So when they have something less than supportive to say about what you’re doing, it is like a blow to the ego, even more than if it was coming from a stranger. Trish from the Facebook mommy group you’re in can go fuck herself, but you may feel differently telling your best friend the same thing, no matter how honest you can be with them.

No one wants to feel like they’re a bad mother, and that’s why it’s so much harder to hear comments from your best friend about your parenting choices. Because at the end of the day, the smallest throwaway comment can make you feel like complete garbage. “Oh you’re still ‘fill in the blank’? I just couldn’t,” seems a lot harsher when it’s coming from the person who’s always supposed to have your back.

Their comments will worm their way into your inner thoughts way more than the comments from some rando from music class will. Because no matter what, they’re your best friend. They know you deep down, and they should know what’s fundamentally important to you, whether it be breastfeeding, or sleeping, or how you dress your kids.

And sometimes the judgment isn’t coming from a bad place, but rather a place of not understanding. “Well, how did you let it get so far? My kid may not like x,y,z, but they just deal with it.” Which is all well and good for their kid, but maybe not for yours.

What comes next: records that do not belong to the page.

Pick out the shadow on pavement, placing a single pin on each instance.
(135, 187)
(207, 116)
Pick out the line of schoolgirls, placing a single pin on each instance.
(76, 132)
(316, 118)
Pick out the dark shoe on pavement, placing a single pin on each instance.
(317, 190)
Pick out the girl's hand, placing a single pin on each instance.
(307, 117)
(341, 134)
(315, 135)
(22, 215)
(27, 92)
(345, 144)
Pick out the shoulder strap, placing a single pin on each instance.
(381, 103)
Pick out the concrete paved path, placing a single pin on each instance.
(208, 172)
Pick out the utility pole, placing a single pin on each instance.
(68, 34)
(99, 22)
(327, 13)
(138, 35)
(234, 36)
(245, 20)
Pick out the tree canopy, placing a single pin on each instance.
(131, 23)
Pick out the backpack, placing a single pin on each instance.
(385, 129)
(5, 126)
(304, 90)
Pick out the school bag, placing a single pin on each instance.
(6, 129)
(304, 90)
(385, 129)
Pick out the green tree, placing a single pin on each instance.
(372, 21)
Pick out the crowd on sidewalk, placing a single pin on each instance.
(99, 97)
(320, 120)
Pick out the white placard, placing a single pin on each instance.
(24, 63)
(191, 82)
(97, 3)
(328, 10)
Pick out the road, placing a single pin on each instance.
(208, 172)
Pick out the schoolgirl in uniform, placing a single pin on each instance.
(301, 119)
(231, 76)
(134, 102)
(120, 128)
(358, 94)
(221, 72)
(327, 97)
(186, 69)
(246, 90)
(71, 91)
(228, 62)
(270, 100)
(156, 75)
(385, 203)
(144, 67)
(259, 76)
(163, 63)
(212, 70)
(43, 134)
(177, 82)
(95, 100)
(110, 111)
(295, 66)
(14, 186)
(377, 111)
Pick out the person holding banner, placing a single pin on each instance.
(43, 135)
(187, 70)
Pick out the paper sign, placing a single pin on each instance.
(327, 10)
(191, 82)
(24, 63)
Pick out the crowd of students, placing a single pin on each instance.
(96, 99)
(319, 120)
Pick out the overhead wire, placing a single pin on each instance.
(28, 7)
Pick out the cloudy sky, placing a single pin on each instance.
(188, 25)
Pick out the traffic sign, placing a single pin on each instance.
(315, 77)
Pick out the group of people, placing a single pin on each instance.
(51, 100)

Every kid is so different, and sometimes we’re measuring each other’s kids by our own kid’s yardstick, which is leaving out a lot of fundamental differences. Just because her kid eats whatever she puts in front of them doesn’t mean yours will. Kids have their own personalities, and it’s easy for us as moms to internalize the things that make them individuals. And sometimes, it’s those things that can create the judgments.

Because we’re all sensitive as mothers, it may be hard to bring your feelings up to your friend. You don’t want to hurt their feelings, and you don’t want to make something a bigger deal than it may be. So things manifest themselves in different ways. If your friend is the type of person who may be more sensitive about hearing how they’re hurting your feelings, then you have to decide how to make your friendship work for you.

You may begin to pull away from them to give them less opportunity to say something, and that’s easy because, hello, we’re all busy. Cutting back the time you spend together is a good way to collect your thoughts and figure out a way to tell your friend how their comments may be hurting you. Having distance from them will give you the clarity you need to decide if it’s worth talking about. If it’s something that really bothers you and you know they’ll be receptive, you should be able to tell them what they’re doing is hurtful and find a way to work through it.

Sometimes friendships change when we becomes mothers. Our besties may still be our besties, but we may find new mom friends who we lean on more because they understand more of how we’re going on our motherhood journeys. That’s okay too. There is no one way to be a mother, and there is no one way to be a friend.